Hoffman reports that businesses are typically confident of their ability to handle the data appropriately within their organisation. “The risks come in when data flows between organisations,” he says. “For example, when a company buys a new marketing list but it’s not sure of the provenance of the data, or whether the relevant permissions have been shared appropriately.”

Two mechanisms that may aid trust in the exchange of personal data – both among individuals and businesses – are trust frameworks and trust marks, Hoffman says.

A trust framework is a system of authentication that allows organisations to share identity credentials with third parties on the grounds that certain privacy and security conditions have been met. The UK government’s Identity Assurance scheme, in which the public sector will use the authentication mechanisms of private sector identity providers, is one example.

A trust mark is a certification that demonstrates an organisation meets certain privacy obligations. Examples include the European Privacy Seal, or EuroPriSe, which certifies that an IT product or service meets the EU’s data protection requirements, and TRUSTe, a US organisation that offers website operators ‘privacy seals’ to denote that they comply with TRUSTe’s privacy requirements.
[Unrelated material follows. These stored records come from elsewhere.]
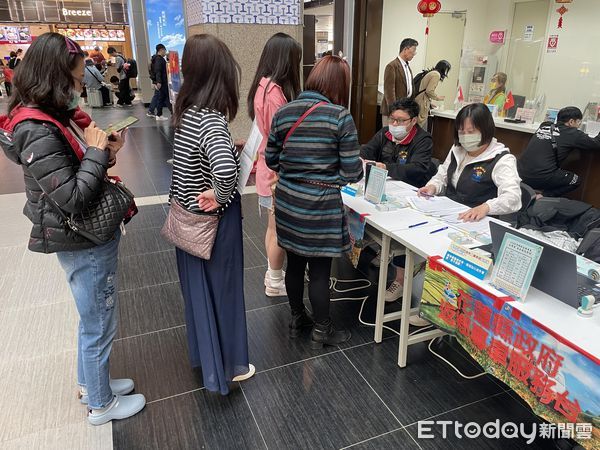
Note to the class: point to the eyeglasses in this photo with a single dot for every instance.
(399, 121)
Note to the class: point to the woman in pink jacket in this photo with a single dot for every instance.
(277, 81)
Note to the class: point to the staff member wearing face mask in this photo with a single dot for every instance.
(479, 171)
(403, 147)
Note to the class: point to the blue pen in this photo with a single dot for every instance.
(439, 229)
(417, 224)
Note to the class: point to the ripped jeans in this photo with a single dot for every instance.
(92, 276)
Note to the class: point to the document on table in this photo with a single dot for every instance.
(437, 206)
(248, 156)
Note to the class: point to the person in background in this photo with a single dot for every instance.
(314, 156)
(539, 165)
(9, 71)
(479, 171)
(65, 157)
(403, 148)
(93, 80)
(98, 58)
(397, 78)
(205, 174)
(125, 96)
(158, 75)
(497, 94)
(277, 81)
(426, 89)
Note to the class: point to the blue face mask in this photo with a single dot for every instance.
(74, 103)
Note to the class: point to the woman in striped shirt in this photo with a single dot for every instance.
(205, 173)
(314, 157)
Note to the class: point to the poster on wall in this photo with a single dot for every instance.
(15, 35)
(166, 24)
(552, 43)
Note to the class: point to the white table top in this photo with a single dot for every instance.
(548, 311)
(499, 121)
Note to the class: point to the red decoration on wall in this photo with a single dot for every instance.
(562, 10)
(428, 8)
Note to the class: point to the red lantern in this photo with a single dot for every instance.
(428, 8)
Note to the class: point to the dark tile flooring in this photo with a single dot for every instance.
(349, 396)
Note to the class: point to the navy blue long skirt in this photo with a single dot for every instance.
(214, 305)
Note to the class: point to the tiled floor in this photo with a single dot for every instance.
(349, 396)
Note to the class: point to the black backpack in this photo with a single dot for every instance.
(131, 72)
(417, 83)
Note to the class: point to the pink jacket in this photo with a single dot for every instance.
(265, 107)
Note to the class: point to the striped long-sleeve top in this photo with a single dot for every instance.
(322, 153)
(204, 158)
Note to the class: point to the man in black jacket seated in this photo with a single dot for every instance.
(403, 147)
(539, 165)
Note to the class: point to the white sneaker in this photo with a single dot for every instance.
(251, 372)
(122, 407)
(119, 386)
(394, 292)
(418, 322)
(275, 288)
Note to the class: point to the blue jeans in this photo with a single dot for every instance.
(92, 276)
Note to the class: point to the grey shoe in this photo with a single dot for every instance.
(122, 407)
(119, 386)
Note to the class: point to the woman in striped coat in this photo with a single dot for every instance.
(205, 173)
(313, 146)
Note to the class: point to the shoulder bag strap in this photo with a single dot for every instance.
(301, 119)
(554, 144)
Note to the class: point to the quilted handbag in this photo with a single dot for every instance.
(101, 218)
(192, 232)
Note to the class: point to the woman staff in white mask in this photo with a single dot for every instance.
(479, 171)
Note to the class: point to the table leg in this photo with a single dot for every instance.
(406, 297)
(384, 257)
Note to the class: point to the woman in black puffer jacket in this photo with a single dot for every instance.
(64, 156)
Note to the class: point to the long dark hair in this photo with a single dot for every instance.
(44, 77)
(280, 61)
(442, 67)
(211, 77)
(331, 78)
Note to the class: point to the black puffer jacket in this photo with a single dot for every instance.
(42, 151)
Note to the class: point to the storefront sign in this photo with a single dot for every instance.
(552, 43)
(557, 380)
(87, 34)
(497, 37)
(15, 35)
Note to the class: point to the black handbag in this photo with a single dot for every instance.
(102, 217)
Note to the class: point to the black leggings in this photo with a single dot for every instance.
(319, 269)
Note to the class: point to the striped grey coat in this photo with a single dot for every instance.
(323, 149)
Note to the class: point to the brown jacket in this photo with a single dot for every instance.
(394, 85)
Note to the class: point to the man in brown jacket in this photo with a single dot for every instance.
(397, 78)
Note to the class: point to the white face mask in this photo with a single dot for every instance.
(398, 131)
(470, 142)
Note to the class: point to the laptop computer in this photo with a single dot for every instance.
(556, 273)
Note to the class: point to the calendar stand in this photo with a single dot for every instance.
(515, 266)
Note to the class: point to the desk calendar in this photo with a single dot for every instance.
(515, 266)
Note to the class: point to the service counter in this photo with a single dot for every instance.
(516, 137)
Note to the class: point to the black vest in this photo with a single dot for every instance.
(475, 185)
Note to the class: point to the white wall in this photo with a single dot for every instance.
(564, 75)
(571, 76)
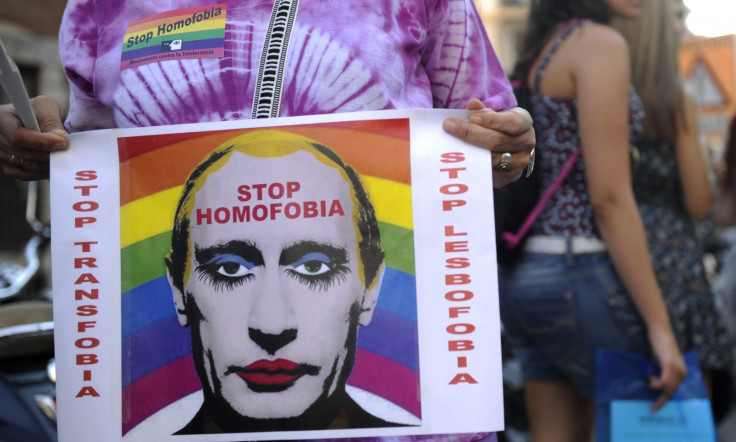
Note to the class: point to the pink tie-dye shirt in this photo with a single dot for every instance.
(341, 56)
(334, 56)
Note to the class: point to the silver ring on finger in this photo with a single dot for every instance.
(18, 163)
(505, 162)
(530, 165)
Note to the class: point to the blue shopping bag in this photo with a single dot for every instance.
(623, 400)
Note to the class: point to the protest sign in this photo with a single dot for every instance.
(293, 278)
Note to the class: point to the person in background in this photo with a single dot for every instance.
(126, 68)
(585, 280)
(333, 56)
(680, 12)
(724, 285)
(671, 185)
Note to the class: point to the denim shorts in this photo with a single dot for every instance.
(558, 310)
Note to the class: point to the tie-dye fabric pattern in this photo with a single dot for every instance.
(342, 57)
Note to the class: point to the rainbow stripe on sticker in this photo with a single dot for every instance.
(157, 365)
(191, 33)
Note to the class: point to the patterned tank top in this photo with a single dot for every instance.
(569, 211)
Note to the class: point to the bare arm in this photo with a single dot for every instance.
(692, 164)
(601, 75)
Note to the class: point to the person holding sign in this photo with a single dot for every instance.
(274, 279)
(157, 63)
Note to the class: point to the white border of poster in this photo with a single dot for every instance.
(459, 330)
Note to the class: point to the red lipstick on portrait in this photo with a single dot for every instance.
(273, 376)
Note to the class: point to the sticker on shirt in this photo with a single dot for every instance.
(191, 33)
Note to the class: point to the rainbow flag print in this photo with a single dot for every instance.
(191, 33)
(157, 366)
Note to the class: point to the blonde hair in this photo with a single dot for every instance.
(655, 69)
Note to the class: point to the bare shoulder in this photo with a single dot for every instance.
(599, 50)
(596, 38)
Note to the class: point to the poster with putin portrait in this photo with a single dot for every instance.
(302, 278)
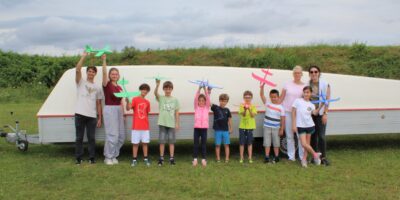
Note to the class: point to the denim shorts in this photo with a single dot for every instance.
(308, 130)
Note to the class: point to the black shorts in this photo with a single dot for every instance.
(245, 136)
(308, 130)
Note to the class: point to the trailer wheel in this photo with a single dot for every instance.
(283, 147)
(22, 145)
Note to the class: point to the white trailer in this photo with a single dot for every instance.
(367, 105)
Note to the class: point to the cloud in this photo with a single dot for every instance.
(57, 27)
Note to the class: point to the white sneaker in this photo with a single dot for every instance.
(108, 161)
(317, 160)
(304, 163)
(194, 162)
(204, 162)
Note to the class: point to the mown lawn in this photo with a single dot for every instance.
(363, 167)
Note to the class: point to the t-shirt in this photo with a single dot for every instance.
(315, 93)
(167, 107)
(141, 109)
(110, 98)
(87, 95)
(273, 115)
(293, 91)
(303, 113)
(221, 118)
(247, 122)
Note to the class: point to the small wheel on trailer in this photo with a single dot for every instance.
(22, 145)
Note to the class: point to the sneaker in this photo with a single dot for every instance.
(317, 160)
(92, 161)
(304, 163)
(204, 162)
(133, 163)
(108, 161)
(146, 161)
(78, 161)
(160, 162)
(325, 162)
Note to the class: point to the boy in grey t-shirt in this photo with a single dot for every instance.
(88, 110)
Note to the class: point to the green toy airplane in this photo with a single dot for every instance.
(99, 52)
(125, 93)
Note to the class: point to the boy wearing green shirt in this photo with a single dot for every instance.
(168, 120)
(247, 113)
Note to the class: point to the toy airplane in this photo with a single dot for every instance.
(264, 80)
(99, 52)
(158, 77)
(125, 93)
(204, 83)
(322, 99)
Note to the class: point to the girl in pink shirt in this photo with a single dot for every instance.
(201, 111)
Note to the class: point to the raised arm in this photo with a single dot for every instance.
(156, 90)
(105, 77)
(263, 99)
(78, 73)
(196, 98)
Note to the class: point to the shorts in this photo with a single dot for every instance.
(140, 136)
(308, 130)
(246, 136)
(166, 135)
(221, 136)
(271, 135)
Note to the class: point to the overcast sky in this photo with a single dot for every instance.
(65, 27)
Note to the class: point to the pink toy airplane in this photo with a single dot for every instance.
(264, 80)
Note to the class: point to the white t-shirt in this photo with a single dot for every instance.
(273, 114)
(87, 94)
(303, 113)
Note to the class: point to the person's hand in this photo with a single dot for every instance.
(98, 123)
(281, 132)
(324, 119)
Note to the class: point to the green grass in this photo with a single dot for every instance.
(363, 167)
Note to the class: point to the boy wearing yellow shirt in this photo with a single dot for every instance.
(247, 113)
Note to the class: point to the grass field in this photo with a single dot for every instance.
(363, 167)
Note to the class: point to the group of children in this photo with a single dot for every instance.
(168, 121)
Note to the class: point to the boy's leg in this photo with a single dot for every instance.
(227, 141)
(242, 142)
(289, 136)
(80, 132)
(250, 144)
(203, 143)
(218, 140)
(91, 131)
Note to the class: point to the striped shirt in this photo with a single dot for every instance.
(273, 115)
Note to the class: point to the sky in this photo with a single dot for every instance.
(64, 27)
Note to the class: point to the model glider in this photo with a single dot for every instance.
(158, 77)
(99, 52)
(203, 83)
(125, 93)
(264, 80)
(322, 99)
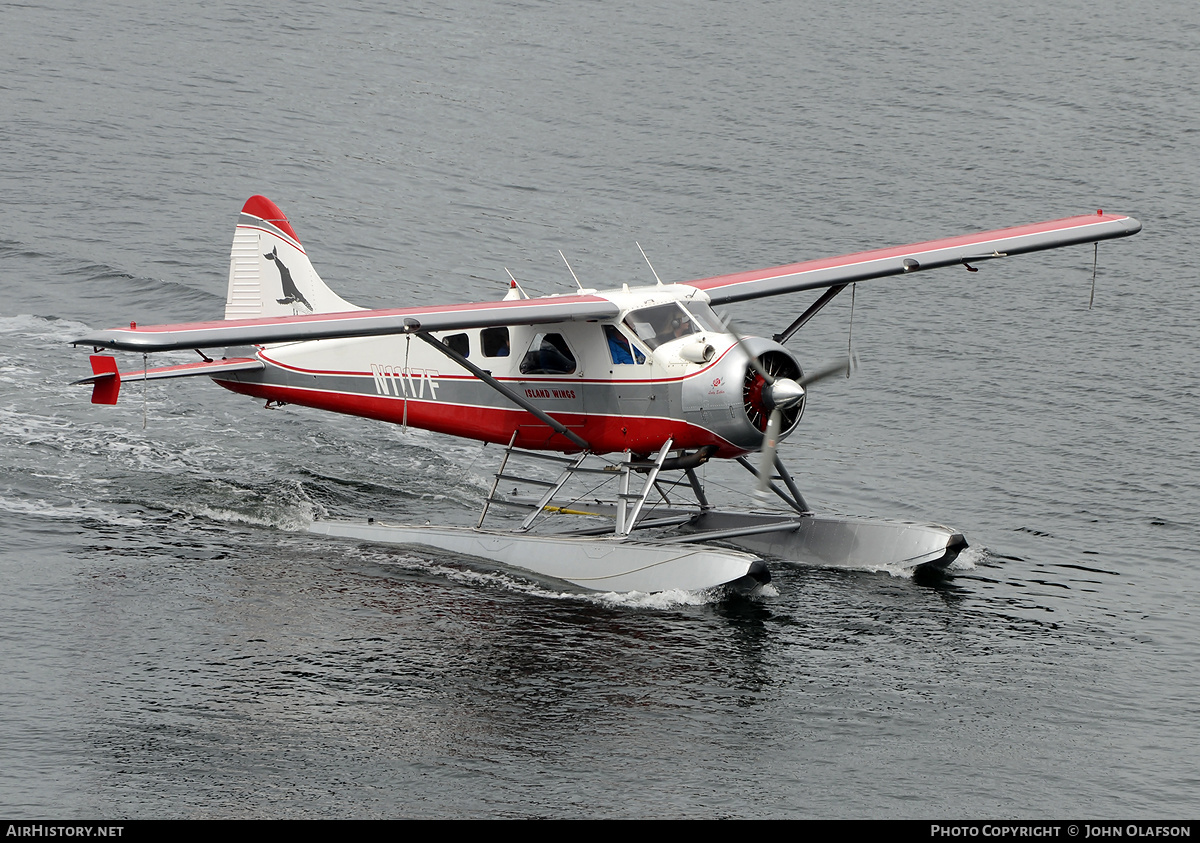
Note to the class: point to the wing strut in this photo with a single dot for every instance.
(814, 309)
(555, 424)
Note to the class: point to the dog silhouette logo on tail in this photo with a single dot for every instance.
(291, 293)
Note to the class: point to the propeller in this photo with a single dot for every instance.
(780, 394)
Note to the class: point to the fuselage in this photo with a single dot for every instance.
(666, 368)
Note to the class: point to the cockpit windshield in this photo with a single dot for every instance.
(664, 323)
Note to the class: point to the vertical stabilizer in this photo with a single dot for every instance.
(269, 270)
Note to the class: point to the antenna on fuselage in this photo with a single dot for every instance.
(570, 270)
(648, 262)
(517, 284)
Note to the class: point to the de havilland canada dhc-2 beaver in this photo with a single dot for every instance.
(616, 395)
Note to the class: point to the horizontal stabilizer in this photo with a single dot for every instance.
(106, 380)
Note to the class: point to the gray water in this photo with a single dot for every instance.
(173, 644)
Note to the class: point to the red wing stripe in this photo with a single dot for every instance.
(929, 255)
(353, 323)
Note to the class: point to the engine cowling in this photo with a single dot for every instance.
(735, 401)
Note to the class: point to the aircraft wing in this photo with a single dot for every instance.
(351, 323)
(877, 263)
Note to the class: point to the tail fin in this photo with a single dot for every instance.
(269, 271)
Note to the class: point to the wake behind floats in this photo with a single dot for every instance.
(606, 402)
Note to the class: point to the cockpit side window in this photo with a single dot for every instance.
(495, 341)
(549, 354)
(619, 347)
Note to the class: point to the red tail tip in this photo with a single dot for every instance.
(268, 211)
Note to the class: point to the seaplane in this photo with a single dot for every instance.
(605, 402)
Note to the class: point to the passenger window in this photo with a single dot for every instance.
(549, 354)
(619, 347)
(495, 341)
(460, 344)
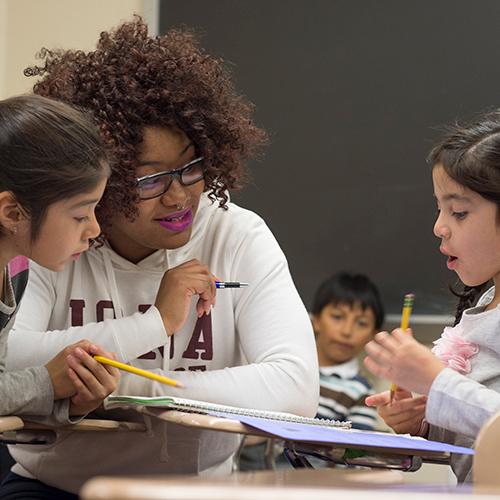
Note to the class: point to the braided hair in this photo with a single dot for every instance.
(470, 155)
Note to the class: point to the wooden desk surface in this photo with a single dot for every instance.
(227, 425)
(11, 423)
(324, 484)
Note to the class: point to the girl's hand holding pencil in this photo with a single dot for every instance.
(400, 358)
(404, 414)
(138, 371)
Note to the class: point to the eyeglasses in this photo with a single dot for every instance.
(151, 186)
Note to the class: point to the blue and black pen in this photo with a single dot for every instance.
(230, 284)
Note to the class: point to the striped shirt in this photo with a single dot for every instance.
(342, 395)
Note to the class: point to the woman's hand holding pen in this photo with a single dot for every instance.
(403, 360)
(404, 415)
(74, 373)
(177, 287)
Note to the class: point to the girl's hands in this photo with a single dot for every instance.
(177, 287)
(75, 373)
(402, 360)
(404, 415)
(58, 370)
(93, 381)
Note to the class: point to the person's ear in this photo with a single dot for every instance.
(11, 213)
(314, 321)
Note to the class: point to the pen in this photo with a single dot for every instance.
(138, 371)
(405, 321)
(230, 284)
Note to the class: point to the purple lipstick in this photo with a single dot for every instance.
(178, 221)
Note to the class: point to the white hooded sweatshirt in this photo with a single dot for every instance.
(255, 350)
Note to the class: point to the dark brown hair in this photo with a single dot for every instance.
(470, 155)
(49, 151)
(132, 81)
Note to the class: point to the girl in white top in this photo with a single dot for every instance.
(178, 135)
(462, 377)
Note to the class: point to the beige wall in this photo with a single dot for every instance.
(28, 25)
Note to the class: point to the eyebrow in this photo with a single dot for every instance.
(151, 162)
(84, 203)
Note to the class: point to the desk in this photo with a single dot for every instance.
(324, 484)
(15, 430)
(374, 457)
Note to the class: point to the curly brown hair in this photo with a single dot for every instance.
(133, 80)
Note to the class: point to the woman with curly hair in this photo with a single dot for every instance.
(178, 136)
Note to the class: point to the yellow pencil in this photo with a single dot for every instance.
(405, 321)
(138, 371)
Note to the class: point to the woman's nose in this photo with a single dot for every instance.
(441, 230)
(176, 194)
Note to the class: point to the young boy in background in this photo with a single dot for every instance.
(347, 312)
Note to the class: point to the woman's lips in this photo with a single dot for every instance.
(178, 221)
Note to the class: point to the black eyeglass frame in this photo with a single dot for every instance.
(177, 173)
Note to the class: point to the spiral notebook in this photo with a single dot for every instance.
(183, 404)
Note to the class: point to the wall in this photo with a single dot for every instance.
(28, 25)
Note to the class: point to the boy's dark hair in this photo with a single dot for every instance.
(49, 151)
(132, 81)
(349, 289)
(470, 155)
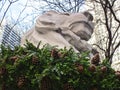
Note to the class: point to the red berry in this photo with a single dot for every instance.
(54, 54)
(117, 73)
(96, 59)
(92, 68)
(103, 69)
(80, 68)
If the public’s awareness of privacy issues continues to grow, measures such as these may well help organisations build their reputation for privacy handling, and win customers’ trust as a result. However, Sören Preibusch offers a word of caution about standard privacy labels, as no two individuals view privacy in the same way. “The main problem with privacy seals is that they target an average person, but when it comes to privacy there is no average person,” he says.